In unserer Blogkategorie #projektstimmen kommen über NEUSTART KULTUR beim Bundesverband Soziokultur geförderte Projekte selbst zu Wort.

Von: Johanna Homburger, ROXY gGmbH

Das soziokulturelle Zentrum ROXY in Ulm hat während der Pandemiezeit das Musikfestival FEMTASTIQUE veranstaltet, welches Frauen in der Musikbranche in den Vordergrund rückt und von Frauen veranstaltet wurde.
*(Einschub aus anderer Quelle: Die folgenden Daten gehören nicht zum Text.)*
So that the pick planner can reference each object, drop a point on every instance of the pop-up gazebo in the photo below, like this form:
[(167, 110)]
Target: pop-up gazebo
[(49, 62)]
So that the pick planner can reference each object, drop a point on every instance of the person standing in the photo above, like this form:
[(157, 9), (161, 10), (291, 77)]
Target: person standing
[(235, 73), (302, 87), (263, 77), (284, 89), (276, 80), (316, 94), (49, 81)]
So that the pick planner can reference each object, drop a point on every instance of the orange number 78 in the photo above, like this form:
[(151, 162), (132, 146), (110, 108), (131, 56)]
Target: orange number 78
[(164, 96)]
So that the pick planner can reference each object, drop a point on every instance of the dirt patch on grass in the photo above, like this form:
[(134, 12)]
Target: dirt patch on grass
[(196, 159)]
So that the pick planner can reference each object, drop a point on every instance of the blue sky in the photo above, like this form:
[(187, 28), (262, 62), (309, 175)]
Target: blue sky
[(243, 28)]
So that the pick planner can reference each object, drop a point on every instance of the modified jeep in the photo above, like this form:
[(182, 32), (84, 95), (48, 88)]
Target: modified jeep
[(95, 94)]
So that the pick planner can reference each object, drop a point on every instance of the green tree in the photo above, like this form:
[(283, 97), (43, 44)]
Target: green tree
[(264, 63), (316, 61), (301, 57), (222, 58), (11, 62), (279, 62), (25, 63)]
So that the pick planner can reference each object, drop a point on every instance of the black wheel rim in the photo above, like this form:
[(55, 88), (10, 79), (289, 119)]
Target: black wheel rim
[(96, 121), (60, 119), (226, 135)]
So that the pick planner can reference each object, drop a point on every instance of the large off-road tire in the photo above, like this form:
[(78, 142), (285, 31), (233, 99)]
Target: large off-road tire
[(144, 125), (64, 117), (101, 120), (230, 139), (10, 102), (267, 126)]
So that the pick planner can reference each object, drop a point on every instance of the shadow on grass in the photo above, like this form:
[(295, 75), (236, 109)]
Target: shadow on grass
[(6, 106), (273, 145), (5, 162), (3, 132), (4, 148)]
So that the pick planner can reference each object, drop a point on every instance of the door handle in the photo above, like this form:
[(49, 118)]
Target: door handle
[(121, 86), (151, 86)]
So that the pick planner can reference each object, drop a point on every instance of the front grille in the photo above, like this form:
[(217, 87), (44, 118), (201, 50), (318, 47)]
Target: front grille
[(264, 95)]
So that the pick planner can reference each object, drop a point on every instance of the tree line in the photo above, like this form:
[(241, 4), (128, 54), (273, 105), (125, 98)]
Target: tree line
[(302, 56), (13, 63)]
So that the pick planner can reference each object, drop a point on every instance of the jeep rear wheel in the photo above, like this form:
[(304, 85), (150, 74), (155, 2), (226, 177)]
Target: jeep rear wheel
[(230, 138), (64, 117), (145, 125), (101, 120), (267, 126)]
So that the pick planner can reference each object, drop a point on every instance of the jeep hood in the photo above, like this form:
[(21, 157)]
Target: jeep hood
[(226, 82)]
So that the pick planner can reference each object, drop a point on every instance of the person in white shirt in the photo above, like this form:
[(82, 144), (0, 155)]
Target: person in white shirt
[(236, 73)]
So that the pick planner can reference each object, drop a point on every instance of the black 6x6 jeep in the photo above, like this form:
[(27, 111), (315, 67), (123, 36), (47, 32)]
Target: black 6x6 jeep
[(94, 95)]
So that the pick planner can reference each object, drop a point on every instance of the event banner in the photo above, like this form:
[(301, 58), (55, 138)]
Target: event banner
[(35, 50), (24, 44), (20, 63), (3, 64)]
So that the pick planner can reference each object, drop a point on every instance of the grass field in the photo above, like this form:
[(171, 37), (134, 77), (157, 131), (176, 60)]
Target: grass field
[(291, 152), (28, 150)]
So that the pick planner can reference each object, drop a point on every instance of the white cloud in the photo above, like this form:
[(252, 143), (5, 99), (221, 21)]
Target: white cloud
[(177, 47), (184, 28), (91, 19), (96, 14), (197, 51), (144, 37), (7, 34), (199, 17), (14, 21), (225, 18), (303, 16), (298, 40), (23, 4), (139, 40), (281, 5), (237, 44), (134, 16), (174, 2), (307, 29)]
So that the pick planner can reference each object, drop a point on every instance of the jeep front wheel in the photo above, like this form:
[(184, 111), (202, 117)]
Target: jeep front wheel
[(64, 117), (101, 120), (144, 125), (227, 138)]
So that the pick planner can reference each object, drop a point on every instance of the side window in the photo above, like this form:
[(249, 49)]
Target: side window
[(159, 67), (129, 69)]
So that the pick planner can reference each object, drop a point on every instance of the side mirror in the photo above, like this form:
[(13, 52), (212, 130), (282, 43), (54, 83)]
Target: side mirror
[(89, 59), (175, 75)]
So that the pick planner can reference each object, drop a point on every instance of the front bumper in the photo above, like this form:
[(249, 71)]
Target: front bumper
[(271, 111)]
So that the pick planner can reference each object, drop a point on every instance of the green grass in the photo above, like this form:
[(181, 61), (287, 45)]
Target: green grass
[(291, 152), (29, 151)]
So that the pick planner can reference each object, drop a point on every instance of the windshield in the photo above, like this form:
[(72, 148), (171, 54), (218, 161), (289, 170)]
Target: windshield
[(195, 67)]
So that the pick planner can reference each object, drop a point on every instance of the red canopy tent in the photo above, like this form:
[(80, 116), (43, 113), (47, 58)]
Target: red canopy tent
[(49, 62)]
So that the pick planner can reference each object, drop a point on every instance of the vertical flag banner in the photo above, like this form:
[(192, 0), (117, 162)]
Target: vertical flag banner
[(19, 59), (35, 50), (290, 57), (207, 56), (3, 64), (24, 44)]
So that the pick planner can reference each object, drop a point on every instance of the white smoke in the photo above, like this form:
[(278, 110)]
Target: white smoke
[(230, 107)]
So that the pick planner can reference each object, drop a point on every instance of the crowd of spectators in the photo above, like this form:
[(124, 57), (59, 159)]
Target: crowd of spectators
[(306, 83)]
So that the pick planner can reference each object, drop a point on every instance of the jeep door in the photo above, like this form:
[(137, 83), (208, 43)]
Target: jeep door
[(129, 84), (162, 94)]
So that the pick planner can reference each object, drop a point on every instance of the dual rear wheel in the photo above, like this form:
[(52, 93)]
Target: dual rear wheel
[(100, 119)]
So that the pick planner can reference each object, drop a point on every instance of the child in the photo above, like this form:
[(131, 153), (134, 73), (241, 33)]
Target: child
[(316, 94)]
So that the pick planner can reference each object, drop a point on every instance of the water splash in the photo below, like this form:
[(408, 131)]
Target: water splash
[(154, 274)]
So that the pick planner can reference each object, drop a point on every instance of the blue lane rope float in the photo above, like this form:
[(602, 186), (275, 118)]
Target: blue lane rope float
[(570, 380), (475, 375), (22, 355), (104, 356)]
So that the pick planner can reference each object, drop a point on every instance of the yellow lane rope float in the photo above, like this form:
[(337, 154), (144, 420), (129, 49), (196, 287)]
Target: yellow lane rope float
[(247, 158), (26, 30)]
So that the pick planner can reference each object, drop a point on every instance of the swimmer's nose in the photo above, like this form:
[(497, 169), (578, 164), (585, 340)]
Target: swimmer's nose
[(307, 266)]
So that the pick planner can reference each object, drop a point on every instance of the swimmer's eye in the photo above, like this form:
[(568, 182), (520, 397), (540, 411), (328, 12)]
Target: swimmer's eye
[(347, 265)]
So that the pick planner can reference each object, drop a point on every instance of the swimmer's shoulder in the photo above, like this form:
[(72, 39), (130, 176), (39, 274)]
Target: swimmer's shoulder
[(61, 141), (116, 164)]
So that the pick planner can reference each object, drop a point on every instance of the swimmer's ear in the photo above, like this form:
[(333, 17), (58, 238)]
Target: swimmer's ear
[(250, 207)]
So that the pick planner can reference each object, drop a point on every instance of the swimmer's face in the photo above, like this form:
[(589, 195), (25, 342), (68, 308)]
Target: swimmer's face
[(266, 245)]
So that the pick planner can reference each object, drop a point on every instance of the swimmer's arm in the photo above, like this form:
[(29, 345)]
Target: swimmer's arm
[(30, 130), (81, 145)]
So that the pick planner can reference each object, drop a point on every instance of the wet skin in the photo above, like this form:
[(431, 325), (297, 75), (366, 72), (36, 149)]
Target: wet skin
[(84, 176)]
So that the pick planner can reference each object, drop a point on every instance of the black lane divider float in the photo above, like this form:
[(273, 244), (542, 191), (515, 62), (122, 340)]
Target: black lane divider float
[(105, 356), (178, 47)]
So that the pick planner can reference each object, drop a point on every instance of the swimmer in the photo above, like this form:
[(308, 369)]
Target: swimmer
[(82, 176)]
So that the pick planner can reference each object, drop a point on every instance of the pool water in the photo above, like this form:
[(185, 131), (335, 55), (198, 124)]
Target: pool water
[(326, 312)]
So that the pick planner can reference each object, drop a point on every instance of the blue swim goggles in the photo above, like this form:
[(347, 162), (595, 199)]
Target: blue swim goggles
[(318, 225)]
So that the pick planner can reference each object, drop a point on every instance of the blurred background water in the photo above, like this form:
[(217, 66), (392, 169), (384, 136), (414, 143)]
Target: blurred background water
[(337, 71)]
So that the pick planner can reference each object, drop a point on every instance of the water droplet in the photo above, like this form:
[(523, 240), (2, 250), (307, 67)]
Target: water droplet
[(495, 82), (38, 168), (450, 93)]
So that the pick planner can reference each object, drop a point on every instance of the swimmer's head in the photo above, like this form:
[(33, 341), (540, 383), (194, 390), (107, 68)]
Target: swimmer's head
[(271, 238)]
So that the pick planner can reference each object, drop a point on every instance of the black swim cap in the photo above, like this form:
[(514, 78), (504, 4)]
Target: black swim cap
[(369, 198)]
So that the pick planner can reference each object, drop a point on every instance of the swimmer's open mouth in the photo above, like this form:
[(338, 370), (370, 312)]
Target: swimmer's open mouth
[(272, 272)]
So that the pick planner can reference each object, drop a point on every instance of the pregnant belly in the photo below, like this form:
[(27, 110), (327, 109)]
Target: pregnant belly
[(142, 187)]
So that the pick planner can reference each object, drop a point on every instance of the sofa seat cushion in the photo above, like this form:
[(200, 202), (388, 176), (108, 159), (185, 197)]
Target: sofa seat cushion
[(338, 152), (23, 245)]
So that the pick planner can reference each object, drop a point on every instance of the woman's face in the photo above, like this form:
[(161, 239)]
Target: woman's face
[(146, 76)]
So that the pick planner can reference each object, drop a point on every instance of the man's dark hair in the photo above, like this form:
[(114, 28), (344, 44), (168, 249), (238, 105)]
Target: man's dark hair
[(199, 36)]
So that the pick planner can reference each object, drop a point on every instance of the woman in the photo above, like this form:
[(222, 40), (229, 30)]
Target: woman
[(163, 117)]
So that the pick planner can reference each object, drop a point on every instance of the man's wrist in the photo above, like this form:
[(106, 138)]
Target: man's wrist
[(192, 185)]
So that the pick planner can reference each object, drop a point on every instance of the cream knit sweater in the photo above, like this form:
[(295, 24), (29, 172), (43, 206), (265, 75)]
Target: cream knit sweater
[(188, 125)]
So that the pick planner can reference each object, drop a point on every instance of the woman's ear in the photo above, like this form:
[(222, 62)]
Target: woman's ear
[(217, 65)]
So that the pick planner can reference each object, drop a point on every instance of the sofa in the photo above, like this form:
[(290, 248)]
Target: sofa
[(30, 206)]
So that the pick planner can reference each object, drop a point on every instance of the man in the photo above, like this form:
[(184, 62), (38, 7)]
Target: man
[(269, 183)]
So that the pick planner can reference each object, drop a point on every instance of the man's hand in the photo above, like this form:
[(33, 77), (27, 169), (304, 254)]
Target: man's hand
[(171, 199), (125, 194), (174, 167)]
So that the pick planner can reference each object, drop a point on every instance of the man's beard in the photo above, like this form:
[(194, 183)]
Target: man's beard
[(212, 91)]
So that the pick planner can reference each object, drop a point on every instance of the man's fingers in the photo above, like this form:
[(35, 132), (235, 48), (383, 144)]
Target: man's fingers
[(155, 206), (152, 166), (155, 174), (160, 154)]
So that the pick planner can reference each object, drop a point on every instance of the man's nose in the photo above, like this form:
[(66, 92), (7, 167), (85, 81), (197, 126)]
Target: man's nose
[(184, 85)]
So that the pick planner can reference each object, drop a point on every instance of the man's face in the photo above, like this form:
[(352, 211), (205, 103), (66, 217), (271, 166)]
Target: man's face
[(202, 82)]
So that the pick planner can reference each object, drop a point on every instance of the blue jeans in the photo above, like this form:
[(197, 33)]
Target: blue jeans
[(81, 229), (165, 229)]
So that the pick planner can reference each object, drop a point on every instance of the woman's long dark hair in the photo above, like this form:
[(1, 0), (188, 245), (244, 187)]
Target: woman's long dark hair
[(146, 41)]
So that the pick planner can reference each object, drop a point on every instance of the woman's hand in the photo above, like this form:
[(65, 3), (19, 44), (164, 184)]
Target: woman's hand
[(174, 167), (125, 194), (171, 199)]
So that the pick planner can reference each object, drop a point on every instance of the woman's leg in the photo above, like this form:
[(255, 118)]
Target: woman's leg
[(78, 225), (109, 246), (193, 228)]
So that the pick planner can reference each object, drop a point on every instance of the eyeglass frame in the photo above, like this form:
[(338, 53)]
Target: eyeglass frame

Das ROXY in Ulm ist eines der größten soziokulturellen Zentren in Baden-Württemberg. In Nicht Corona-Jahren besuchen rund 80.000 Besucher:innen die alten Fabrikhallen.
Dabei werden verschiedene Zielgruppen mit den rund 250 Veranstaltungen erreicht, denn die angebotenen Genres reichen von Konzerten, Comedy, Kabarett über Lesungen, Märkte und Theater zu Tanz, Diskussionsrunden und Partys. Vier verschiedene Hallen bieten jeweils die passende Spielstätte – ein Außenbereich ermöglich im Sommer zudem einen Biergartenbetrieb mit einer Seecontainerbühne.
Neben vielen bekannten und aufstrebenden Acts ist das ROXY Kooperationspartner für verschiedene Akteur:innen der Region sowie Ermöglichungsort für kleinere Produktionen – in den letzten Jahren mit einem Schwerpunkt auf dem Bereich zeitgenössischer Tanz.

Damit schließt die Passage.